Ponta Grossa - A Constituição brasileira é clara: só quem já completou 16 anos pode trabalhar com carteira assinada. Quem tem entre 14 e 16 anos também pode entrar no mercado de trabalho, desde que seja na condição de aprendiz, com tempo assegurado para os estudos. Mas, uma prática legalizada levou 33.173 crianças e adolescentes maiores de 10 anos a trabalhar nos últimos seis anos. Juízes de todo o Brasil permitiram o trabalho infantil artístico ou para adolescentes de famílias pobres. O Paraná foi o quarto estado que mais autorizou o trabalho de crianças e adolescentes, com 2.671 permissões judiciais no período.
O número foi divulgado pelo Ministério do Trabalho e Emprego em outubro e só foi compilado porque, desde 2005, o ministério passou a exigir dos empregadores as informações sobre autorizações judiciais na Relação Anual de Informações Sociais (Rais). "Assustador." É assim que resume o auditor fiscal e chefe da Divisão de Fiscalização do Trabalho Infantil da pasta, Luiz Henrique Ramos Lopes, sobre a quantidade de permissões. "É assustador e preocupante. Tivemos esses números e resolvemos divulgar para a sociedade", afirma.
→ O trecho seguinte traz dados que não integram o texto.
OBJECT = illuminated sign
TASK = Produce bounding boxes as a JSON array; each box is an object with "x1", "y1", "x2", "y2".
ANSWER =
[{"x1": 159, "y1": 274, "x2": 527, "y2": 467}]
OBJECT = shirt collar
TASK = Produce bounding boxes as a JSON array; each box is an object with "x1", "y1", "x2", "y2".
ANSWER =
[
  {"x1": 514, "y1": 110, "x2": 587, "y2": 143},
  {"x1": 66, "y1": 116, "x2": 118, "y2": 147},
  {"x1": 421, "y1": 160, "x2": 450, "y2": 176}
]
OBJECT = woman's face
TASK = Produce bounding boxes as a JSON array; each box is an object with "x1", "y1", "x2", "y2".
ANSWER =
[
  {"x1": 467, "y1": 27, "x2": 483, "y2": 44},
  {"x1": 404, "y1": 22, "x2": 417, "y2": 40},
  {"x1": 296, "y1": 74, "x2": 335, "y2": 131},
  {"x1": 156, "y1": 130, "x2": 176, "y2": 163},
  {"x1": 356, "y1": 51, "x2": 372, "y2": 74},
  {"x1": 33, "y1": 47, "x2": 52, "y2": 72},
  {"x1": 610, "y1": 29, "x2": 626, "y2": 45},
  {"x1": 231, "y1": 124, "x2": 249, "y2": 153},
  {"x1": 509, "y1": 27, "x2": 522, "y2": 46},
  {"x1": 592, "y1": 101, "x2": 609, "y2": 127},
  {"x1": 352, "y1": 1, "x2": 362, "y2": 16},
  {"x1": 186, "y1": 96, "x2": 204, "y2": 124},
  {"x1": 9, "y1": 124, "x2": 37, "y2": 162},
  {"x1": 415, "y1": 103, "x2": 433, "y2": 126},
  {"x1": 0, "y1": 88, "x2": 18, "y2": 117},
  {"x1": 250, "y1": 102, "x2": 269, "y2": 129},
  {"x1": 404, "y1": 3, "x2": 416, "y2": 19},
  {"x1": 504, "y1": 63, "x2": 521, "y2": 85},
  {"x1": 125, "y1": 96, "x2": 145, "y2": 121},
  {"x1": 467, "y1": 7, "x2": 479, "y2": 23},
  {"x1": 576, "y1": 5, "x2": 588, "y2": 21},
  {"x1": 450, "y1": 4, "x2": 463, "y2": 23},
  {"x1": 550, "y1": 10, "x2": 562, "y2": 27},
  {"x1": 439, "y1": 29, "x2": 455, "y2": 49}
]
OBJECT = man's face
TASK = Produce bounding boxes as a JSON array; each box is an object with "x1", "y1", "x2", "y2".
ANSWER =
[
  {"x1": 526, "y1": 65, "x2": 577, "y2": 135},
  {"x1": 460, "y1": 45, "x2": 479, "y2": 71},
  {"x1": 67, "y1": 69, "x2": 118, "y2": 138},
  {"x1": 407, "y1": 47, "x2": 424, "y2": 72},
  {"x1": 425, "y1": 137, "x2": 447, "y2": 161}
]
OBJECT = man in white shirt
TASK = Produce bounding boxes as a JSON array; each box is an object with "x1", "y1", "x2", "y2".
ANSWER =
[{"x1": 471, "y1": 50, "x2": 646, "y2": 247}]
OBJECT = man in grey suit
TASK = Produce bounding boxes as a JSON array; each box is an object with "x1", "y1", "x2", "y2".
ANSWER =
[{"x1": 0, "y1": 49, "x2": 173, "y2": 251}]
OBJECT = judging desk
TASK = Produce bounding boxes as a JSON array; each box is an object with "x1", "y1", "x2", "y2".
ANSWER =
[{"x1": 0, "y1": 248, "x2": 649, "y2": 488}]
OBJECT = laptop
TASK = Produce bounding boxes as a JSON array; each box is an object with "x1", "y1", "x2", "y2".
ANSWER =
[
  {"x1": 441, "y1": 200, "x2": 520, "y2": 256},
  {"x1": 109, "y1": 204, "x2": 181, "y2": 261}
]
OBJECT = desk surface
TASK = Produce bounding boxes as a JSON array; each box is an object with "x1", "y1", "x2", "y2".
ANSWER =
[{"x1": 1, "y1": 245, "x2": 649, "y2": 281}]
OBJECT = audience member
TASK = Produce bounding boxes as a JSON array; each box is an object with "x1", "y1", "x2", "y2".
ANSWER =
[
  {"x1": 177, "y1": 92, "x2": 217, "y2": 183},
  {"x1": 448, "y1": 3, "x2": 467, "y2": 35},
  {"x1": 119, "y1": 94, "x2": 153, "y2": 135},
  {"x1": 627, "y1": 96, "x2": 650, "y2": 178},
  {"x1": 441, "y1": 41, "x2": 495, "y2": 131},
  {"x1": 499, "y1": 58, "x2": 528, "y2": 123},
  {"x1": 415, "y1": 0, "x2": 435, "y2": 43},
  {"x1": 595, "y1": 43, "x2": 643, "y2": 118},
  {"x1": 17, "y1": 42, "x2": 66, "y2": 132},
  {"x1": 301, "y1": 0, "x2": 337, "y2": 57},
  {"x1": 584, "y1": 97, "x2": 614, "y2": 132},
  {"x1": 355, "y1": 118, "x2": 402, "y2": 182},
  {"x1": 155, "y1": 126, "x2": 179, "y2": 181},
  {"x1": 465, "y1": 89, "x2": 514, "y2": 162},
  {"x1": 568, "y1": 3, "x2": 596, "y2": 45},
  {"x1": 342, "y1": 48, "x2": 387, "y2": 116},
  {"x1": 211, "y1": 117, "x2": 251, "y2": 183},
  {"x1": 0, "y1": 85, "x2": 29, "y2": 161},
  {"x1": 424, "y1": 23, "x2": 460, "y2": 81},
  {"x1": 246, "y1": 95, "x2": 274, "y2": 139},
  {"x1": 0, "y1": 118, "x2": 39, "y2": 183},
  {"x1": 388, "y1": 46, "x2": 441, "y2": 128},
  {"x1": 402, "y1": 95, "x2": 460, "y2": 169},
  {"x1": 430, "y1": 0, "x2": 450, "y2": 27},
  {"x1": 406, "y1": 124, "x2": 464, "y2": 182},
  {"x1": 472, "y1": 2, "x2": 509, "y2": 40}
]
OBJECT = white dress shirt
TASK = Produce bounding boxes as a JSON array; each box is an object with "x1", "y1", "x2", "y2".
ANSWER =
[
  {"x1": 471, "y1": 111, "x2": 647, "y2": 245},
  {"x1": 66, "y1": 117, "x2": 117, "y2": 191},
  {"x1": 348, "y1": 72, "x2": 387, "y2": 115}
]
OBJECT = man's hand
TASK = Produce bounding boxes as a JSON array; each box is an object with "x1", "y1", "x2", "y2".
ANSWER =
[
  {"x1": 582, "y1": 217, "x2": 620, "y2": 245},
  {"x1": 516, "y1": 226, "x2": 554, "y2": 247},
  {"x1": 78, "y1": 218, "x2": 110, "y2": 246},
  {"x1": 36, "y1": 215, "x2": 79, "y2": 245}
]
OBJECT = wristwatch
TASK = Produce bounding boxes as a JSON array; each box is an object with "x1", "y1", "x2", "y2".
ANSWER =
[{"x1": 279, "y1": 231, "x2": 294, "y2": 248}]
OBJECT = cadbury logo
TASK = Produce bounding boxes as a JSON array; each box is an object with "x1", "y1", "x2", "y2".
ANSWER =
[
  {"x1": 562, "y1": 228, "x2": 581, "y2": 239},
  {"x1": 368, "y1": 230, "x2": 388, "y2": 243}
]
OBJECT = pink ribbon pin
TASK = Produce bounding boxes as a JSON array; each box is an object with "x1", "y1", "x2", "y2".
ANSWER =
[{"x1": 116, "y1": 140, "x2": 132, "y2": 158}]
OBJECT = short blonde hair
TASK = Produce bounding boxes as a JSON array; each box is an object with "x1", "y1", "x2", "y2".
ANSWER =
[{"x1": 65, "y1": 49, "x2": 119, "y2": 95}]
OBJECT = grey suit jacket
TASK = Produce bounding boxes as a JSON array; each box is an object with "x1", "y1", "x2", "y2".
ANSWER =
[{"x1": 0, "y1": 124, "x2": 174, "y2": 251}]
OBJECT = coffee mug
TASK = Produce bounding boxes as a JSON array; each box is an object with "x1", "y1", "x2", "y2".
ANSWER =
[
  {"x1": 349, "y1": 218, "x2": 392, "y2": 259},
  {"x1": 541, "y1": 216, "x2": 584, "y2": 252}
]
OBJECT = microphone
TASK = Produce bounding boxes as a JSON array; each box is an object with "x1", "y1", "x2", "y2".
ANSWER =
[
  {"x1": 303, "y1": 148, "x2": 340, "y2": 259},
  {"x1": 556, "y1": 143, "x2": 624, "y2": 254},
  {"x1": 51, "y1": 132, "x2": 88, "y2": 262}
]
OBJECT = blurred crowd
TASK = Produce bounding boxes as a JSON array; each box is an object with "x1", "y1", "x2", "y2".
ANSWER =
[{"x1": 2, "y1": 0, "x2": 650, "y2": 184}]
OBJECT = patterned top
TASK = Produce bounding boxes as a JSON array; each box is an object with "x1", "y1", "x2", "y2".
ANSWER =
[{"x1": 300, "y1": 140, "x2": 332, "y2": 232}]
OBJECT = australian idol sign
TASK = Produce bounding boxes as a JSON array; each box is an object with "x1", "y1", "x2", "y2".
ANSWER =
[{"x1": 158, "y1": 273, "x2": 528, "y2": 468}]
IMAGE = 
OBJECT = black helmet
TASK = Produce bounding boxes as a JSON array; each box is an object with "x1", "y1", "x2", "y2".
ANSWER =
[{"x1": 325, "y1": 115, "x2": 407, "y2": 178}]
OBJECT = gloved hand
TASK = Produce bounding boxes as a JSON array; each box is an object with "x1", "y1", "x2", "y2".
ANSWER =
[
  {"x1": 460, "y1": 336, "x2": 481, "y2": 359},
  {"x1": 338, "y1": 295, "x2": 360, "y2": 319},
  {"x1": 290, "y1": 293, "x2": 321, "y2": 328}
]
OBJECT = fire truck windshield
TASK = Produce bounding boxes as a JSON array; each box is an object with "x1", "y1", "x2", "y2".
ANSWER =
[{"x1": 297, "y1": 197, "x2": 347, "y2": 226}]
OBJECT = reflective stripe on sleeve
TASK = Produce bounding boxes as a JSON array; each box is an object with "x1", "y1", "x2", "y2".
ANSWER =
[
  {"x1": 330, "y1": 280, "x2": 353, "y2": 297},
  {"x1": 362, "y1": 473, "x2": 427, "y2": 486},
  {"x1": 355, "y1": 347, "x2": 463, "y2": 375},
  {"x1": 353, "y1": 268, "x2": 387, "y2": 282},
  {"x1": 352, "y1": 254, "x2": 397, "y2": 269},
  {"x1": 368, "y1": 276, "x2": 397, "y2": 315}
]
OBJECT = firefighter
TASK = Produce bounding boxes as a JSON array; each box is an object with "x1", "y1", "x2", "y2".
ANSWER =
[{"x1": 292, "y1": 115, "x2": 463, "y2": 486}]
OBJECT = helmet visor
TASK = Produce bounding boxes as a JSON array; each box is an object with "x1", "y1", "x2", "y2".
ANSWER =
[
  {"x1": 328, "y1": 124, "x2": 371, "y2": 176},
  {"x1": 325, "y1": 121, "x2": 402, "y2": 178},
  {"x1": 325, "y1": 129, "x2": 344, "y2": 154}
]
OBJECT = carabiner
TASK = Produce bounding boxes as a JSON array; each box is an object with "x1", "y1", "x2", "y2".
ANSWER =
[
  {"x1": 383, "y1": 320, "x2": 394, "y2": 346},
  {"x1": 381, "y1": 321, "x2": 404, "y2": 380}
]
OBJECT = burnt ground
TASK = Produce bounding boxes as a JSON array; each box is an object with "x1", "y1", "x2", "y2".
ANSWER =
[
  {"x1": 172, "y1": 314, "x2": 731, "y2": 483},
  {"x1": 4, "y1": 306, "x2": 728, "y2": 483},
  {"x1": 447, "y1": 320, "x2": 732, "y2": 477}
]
No início deste ano, o Ministério Público do Trabalho (MPT) enviou ao Conselho Nacional de Justiça (CNJ) um pedido de informações sobre a constitucionalidade da prática. Desde abril, o conselheiro Jorge Hélio apura as permissões para verificar se elas são legítimas. A Corregedoria do CNJ também reforçou o pedido do MPT e cobrou agilidade na investigação. A ministra da Secretaria de Direitos Humanos, Maria do Rosário, chegou a declarar que a permissão é inconstitucional e que o Judiciário precisa rever essa prática.
Um por dia
Entre 2005 e 2010, o Paraná contabilizou 2.671 autorizações judiciais de trabalho infantil para menores de 16 anos que não se enquadravam como adolescente aprendiz nem em medidas socioeducativas que são impostas em forma de trabalho. Em média, foi dada uma permissão por dia no estado.
Enquanto em 2005 foram emitidas 54 permissões, em 2010 ocorreram 663 autorizações. O aumento no número de liberações foi de 1.127% em seis anos. No Brasil, esse salto foi de 2.485%. De acordo com Lopes, do Ministério do Trabalho, o crescimento está relacionado à comunicação oficial do empregador, que foi aumentando ano a ano com a maior divulgação da exigência pelos auditores.
Crítica esbarra em trabalho artístico e esportivo
A secretária-executiva do Fórum Estadual de Erradicação do Trabalho Infantil e Regularização do Trabalho do Adolescente no Paraná, Juliana Müller Sabbag, confirmou que o fim das autorizações judiciais para o trabalho de adolescentes menores de 16 anos estão entre as lutas do Fórum. Durante reuniões regionais sobre trabalho decente (que respeita os direitos trabalhistas), propostas pela Organização Internacional do Trabalho (OIT), foram aprovadas moções de repúdio ao Judiciário por aprovar o trabalho de adolescentes.
Juliana lembra que mesmo os trabalhos de atores e modelos mirins, assim como os de jogadores de futebol de categorias de base, são considerados trabalho infantil. "Há um tempo desperdiçado para isso, há remuneração e, além disso, há a frustração da criança quando ela não passa num teste para uma novela ou uma escolinha de futebol. A escola, nesse caso, acaba ficando em segundo plano", comentou.
Além do trabalho autorizado pelo Judiciário, permanece o informal de maneira generalizada. O Mapa do Trabalho Infanto-Juvenil no Paraná, feito em 2007 pelo Instituto Paranaense de Desenvolvimento Econômico e Social (Ipardes) com base no Censo de 2000, mostra que 253.256 crianças e adolescentes entre 10 e 17 anos estavam empregadas no estado.
Peti
Em todo o Brasil, 820 mil crianças e adolescentes são beneficiários do Programa de Erradicação do Trabalho Infantil (Peti), coordenado pelo Ministério do Desenvolvimento Social. No Paraná, estão 29.598 deles. Eles recebem recursos mensais, incluídos no programa Bolsa Família, para ficarem longe do trabalho e poderem estudar.
Além disso, o ministério co-financia projetos de contraturno escolar para os beneficiários terem oficinas temáticas, esportes e aulas de reforço. No Paraná são repassados R$ 755 mil por mês para os projetos de contraturno.